Cómo es realmente la vida dentro de la sala de psiquiatría

Por Emily Hughes

«¿Eres un cortador?» me preguntó el asistente médico, preparándose para sujetar un monitor de presión arterial alrededor de la parte superior del brazo para tomar mis signos vitales a las 11 en punto una noche.

Había ingresado a la unidad psiquiátrica, o como se la designaba oficialmente, centro de salud conductual.

No recuerdo si indiqué afirmativamente usando mis sinapsis verbales, o por las 15 laceraciones de cuchillo de pan visiblemente autoinfligidas que decoraban 3/4 de mi antebrazo como crudas líneas de poesía.

La asistente continuó: “Eres demasiado bonita; tienes que encontrar algo más «.

Horas antes, ingerí el resto de clonazepam, la forma genérica de Klonopin, una benzodiazepina, píldoras que guardaba en un cilindro de metal sujeto a mi llavero. Aproximadamente seis veces la dosis prescrita de ansiolíticos del mediodía.

Reconociendo un patrón de comportamiento destructivo, ya que había sentado un precedente de automedicación con medicamentos recetados y alcohol, llamé a una línea directa, cuyo operador me indicó que fuera a la sala de emergencias más cercana.

Fui transportada en ambulancia, completamente lúcida y charlando amigablemente con el EMT, a un hospital psiquiátrico en un condado, del cual me acababa de retirar de la sala de psiquiatría el mes anterior.

«Esta instalación está bajo vigilancia», se lee en las insignias colocadas en toda la sala.

Jacob, otro paciente de la unidad, me preguntó en qué me encontraba: depresión, ansiedad, autolesiones y automedicación.

«Aprenderás las historias de todos aquí», respondió.

A mi llegada, los cortes y quemaduras que me había infligido en la carne un mes antes fueron inspeccionados (y documentados, supuse) en una habitación dividida con luces fluorescentes.

«¿Por qué hacen eso?» un empleado del hospital cuestionó condescendientemente cuando revelé las cicatrices de autolesión en las plantas de mis pies.

Me llevaron a una habitación con una compañera de habitación, una abuela que había entrado en las instalaciones por «beber demasiado alcohol», me dijo, y me administraron trazodona, una pastilla ansiolítica que se usa a menudo como ayuda para dormir.

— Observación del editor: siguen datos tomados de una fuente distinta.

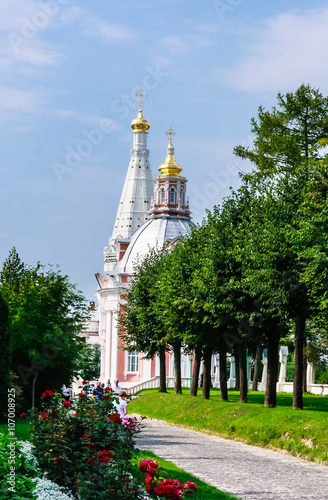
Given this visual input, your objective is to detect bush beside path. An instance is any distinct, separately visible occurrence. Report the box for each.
[137,419,328,500]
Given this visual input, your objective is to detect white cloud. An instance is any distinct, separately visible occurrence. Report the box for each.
[0,87,46,113]
[81,17,136,44]
[217,7,328,92]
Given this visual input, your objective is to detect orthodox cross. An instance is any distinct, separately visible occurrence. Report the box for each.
[165,127,175,144]
[135,89,148,109]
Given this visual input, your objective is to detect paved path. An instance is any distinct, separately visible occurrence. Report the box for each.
[137,419,328,500]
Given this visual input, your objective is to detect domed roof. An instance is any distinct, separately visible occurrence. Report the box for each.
[115,217,192,274]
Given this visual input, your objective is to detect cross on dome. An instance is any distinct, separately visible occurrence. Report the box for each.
[165,127,176,144]
[135,89,148,109]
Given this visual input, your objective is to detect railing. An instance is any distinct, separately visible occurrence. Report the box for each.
[126,376,190,396]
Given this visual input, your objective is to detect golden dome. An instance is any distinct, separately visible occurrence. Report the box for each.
[158,127,182,177]
[131,108,150,132]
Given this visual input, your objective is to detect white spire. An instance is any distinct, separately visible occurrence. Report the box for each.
[104,103,153,271]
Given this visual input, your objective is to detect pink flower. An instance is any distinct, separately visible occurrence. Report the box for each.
[42,389,54,398]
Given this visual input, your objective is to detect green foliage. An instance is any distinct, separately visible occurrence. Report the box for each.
[76,344,100,380]
[130,389,328,464]
[32,383,142,500]
[234,84,328,180]
[0,249,88,404]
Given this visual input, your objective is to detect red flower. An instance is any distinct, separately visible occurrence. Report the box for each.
[183,481,197,491]
[138,459,158,476]
[35,412,48,420]
[108,413,122,424]
[97,450,116,463]
[42,389,54,398]
[145,484,155,495]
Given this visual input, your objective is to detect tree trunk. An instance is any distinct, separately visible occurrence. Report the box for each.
[190,347,202,396]
[159,345,167,392]
[303,338,307,392]
[202,347,212,399]
[173,342,182,394]
[238,341,247,403]
[220,344,228,401]
[252,344,262,391]
[293,315,305,410]
[233,344,240,391]
[264,330,280,408]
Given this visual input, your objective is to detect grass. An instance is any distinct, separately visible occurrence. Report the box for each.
[0,420,31,441]
[135,450,236,500]
[128,389,328,465]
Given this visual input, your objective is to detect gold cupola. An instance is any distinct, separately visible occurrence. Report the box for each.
[131,89,150,132]
[158,127,182,177]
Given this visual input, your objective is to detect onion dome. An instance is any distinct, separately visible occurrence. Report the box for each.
[131,108,150,132]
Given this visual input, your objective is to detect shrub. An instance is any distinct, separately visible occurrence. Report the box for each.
[32,381,144,500]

A la mañana siguiente, nos despertaron temprano para que las enfermeras pudieran tomar los signos vitales. A las 8 am, todos los pacientes se alinearon detrás de puertas cerradas, esperando que los supervisores nos acompañaran a la cafetería para desayunar.

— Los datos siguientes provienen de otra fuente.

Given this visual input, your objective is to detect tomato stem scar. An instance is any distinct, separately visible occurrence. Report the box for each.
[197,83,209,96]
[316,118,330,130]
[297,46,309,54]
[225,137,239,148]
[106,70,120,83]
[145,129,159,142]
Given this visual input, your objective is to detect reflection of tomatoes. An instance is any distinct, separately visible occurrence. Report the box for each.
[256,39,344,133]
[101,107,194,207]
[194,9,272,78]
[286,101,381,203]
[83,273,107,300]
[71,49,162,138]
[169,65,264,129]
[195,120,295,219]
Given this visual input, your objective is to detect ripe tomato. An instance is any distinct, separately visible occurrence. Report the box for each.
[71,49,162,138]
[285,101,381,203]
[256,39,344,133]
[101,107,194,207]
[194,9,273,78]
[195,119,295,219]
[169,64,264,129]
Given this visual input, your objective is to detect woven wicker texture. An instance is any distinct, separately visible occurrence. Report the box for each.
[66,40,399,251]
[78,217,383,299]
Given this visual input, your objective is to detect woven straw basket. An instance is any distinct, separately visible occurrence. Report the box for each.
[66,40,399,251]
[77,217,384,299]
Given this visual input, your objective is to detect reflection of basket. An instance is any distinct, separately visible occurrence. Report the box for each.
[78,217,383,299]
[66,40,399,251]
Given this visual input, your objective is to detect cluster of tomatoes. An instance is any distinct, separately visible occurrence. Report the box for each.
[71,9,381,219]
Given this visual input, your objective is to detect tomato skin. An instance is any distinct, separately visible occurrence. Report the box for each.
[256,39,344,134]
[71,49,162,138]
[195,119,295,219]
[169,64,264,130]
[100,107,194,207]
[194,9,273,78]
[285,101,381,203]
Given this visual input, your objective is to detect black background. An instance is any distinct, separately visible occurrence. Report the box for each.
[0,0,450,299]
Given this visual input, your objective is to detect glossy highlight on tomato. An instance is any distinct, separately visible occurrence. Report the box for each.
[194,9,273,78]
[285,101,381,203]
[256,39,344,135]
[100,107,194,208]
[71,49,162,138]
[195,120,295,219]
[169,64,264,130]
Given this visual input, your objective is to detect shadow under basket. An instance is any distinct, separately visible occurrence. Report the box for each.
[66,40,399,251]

Leer también:  Una carta a los afectados por mi depresión

Nuestros tenedores de plástico, cuchillos y cucharas se contaron al salir de la cafetería, pero esa mañana, mi cuchillo desapareció inexplicablemente.

«Cogiste el cuchillo para cortar, ¿no?» un veinteañero sonrió en broma (no lo había hecho). La supervisora ​​de turno me miró con escepticismo mientras le explicaba torpemente que faltaba mi cuchillo, pero me permitió salir.

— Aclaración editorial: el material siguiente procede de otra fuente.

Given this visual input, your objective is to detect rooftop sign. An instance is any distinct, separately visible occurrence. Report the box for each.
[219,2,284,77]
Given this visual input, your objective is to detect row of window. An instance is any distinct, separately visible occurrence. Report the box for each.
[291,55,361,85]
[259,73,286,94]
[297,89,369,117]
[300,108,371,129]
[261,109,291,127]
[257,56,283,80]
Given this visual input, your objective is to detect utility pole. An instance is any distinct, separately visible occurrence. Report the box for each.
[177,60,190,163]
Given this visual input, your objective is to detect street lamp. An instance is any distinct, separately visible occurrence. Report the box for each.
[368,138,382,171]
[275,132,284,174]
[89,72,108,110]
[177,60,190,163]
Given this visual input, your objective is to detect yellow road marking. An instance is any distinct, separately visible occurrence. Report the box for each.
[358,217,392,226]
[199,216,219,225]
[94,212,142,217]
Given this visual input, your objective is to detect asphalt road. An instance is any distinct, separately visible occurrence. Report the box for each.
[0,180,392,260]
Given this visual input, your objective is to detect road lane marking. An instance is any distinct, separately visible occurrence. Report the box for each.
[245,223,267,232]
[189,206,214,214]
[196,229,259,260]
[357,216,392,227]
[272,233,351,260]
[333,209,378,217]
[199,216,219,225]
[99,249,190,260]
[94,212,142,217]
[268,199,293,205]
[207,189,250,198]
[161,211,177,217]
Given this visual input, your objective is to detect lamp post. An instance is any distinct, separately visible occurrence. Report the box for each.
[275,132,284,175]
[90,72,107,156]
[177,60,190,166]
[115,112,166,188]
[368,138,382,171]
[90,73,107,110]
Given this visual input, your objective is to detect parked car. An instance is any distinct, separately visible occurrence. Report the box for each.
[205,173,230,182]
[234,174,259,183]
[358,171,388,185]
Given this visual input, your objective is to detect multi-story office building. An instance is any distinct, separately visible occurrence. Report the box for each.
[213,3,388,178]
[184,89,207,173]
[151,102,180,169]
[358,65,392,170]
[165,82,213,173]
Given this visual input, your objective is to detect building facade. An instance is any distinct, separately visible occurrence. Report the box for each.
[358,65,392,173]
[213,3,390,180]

El primer día, asistí a “grupos:” reuniones de pacientes y terapeutas para participar en diversas actividades: arte, meditación y terapia de conversación entre ellos. Se nos pidió que escribiéramos una meta única y alcanzable en una hoja de papel todas las mañanas y que evaluamos nuestros esfuerzos al final del día.

Aunque entré voluntariamente, no pude irme por mi propia voluntad. Me arreglaron en la instalación hasta que un médico consideró que estaba en condiciones de salir y firmó mi alta.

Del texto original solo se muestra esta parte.